Chapter Thirty Nine

38 3 1
                                    

- Revendish Avogadro -

Gue mengatur napas yang terengah-engah karena berjalan cepat melarikan diri tadi. Gue bersandar di dinding lorong menuju gudang alat kebersihan.

Ponsel gue tiba-tiba bergetar dan gue melihat balasan pesan singkat dari dokter residen yang gue mintai tolong untuk menggantikan tugas gue mengurus petugas ambulans.

Bagaimana bisa Renzan berada disini? Di London? Dan bagaimana bisa dia berhasil menemukan gue? Seketika gue menggeleng, tidak mungkin Renzan mencari gue. Dia pasti hanya datang berlibur bersama keluarganya dan kebetulan berada disini.
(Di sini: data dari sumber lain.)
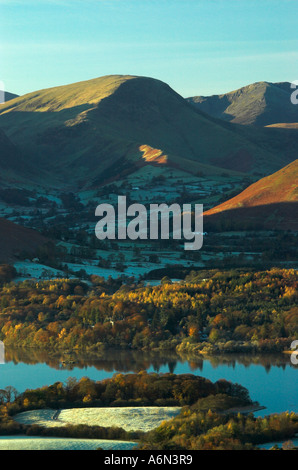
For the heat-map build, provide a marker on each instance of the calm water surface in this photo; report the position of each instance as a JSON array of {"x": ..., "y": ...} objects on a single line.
[{"x": 271, "y": 380}]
Lalu, apakah dia datang kesini karena sakit? Ah, tidak. Dia terlihat sehat tadi. Saat dia memeluk--- gue tadi. Memikirkan kata itu, mendadak wajah gue memanas.
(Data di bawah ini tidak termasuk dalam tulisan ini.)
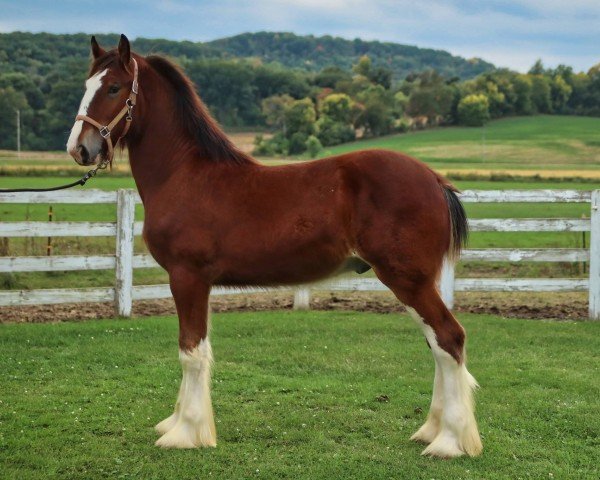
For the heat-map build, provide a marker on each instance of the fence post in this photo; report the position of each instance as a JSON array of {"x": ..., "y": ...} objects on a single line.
[
  {"x": 302, "y": 298},
  {"x": 124, "y": 253},
  {"x": 447, "y": 283},
  {"x": 594, "y": 292}
]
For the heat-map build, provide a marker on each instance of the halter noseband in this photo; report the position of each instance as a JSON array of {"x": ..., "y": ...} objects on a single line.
[{"x": 126, "y": 111}]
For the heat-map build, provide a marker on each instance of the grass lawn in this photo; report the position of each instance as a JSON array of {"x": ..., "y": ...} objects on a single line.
[{"x": 295, "y": 396}]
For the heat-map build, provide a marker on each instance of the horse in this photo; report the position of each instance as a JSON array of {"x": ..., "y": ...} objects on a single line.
[{"x": 216, "y": 216}]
Tunggu, mengapa gue mendengar sesuatu tadi dari pikiran Renzan?

'Ya Tuhan! Setelah semua yang gue lakukan, apakah ini balasannya? '

Apa yang sudah Renzan lakukan memangnya? Apa maksudnya?
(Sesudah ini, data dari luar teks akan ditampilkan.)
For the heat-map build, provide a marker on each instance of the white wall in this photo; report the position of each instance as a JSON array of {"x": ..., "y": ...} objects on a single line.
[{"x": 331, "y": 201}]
Gue mengerang kesal dan berjongkok, masih dengan punggung bersandar di dinding. Terlalu banyak pertanyaan yang bermunculan di pikiran, dan gue tidak mengetahui jawabannya. Terlalu banyak pertanyaan yang ingin gue tanyakan pada Renzan. Tapi, mengapa rasa sesak ini juga terlalu besar?

Gue menghela napas panjang dan berat.

Beruntungnya, gue berhasil menipu Renzan tadi. Gue berhasil menguasai ekspresi dan berbohong seolah tidak mengenal Renzan. Gue mengerti, dia pasti terluka melihat ekspresi seperti itu. Tapi, gue tidak memiliki pilihan lain selain melakukannya.

Gue pun tersakiti. Bukan hanya Renzan yang gue bohongi, tapi diri sendiri pun gue bohongi.

Gue meringis, lalu tertawa getir. Mengapa gue menyedihkan seperti ini? Bahkan untuk melupakannya saja sulit sekali. Perasaan gue pada Renzan benar-benar sangat menyiksa gue selama ini. Kenangan lama itu pun tidak kunjung hilang dari ingatan. Gue mengerti, meskipun kenangan bukanlah sebuah hal untuk dihilangkan. Tapi gue harus berdamai dengan masa lalu, menerimanya dengan berbesar hati.

Gue menelungkupkan kepala di sela kedua lutut gue. Tidak terasa, bulir bening mengalir, mewakili perasaan gue. Dengan cepat, gue terisak karena perasaan sesak menguasai gue.

Mengapa gue harus bertemu Renzan lagi? Kenapa setelah delapan tahun, susah payah menyendiri, gue justru bertemu dengan orang yang gue hindari?

Bukankah tidak ada hubungan lagi di antara kami? Bukankah gue sudah memutuskan hubungan? Bukankah Renzan tidak lagi peduli? Bukankah semua keputusan gue selama ini adalah keputusan yang tepat? Lalu apa yang dimaksud kata hati Renzan tadi? Memangnya apa yang dia lakukan?

Terlalu banyak pertanyaan yang berkelebat di pikiran gue. Tanpa sadar, gue terduduk di lantai, masih dengan posisi menelungkupkan kepala dan terus menangis meluapkan kesedihan gue.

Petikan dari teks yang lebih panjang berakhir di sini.